High Performance Computers and Export Control Policy: Issues for Congress
Publication Date: January 2006
Publisher(s): Library of Congress. Congressional Research Service
Congress has a strong interest in export control policy with regard to technologies that may have both commercial and military applications outside of the United States. Through its constitutionally delegated authority to regulate foreign commerce, Congress has the authority to control exports for national security or foreign policy purposes. The 109th Congress may examine issues of national export control policy, including reauthorization of the Export Administration Act (EAA), and control policies concerning key technologies. Among these technologies are High Performance Computers -- HPCs. HPCs are either single computing machines (usually called supercomputers) or a cluster of easily available, high-end workstations or personal computers. Congressional interest in HPCs has primarily, but not exclusively, been focused on the dual-use applications of HPCs. That is, commercial HPCs that may also be used to simulate nuclear weapon tests, chemical and biological weapons production, and for military command, control, and communications. The 109th Congress may consider the extension and revision of the EAA through H.R. 4572 or other legislation. Both chambers last considered EAA legislation in the 107th Congress. Legislation may also be introduced to repeal specific controls on HPCs enacted as part of the National Defense Authorization Act of 1998.

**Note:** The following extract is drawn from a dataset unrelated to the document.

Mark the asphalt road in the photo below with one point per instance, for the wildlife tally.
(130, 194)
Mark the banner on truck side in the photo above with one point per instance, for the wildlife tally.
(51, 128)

There are several issues that congressional policymakers may address concerning reauthorization of the Export Administration Act. One is proliferation -- who obtains this technology and how they use it. In response to concerns about proliferation, Congress has legislated licensing, post-shipment verification, export notification, and licensing threshold requirements for HPCs. Some contend that these safeguards and restrictions have not been effective. Another issue is the notification process, in which the executive branch not only notifies the legislative branch of HPC export control changes, but describes the national security implications as well. Critics contend that the last several HPC export control changes did not sufficiently provide this national security context. The U.S. computer industry has also raised concerns about another issue -- that restrictions only hurt U.S. commercial interests. The computer industry and their supporters, as well as others, contend that the computing benchmark for HPCs (Million Theoretical Operations Per Second, or MTOPS), no longer reflects rapid technology innovations in the field. Some have called for replacing MTOPS with a benchmark measuring teraflops, and this standard has recently been adopted by the multilateral Wassenaar Arrangement dual-use control regime.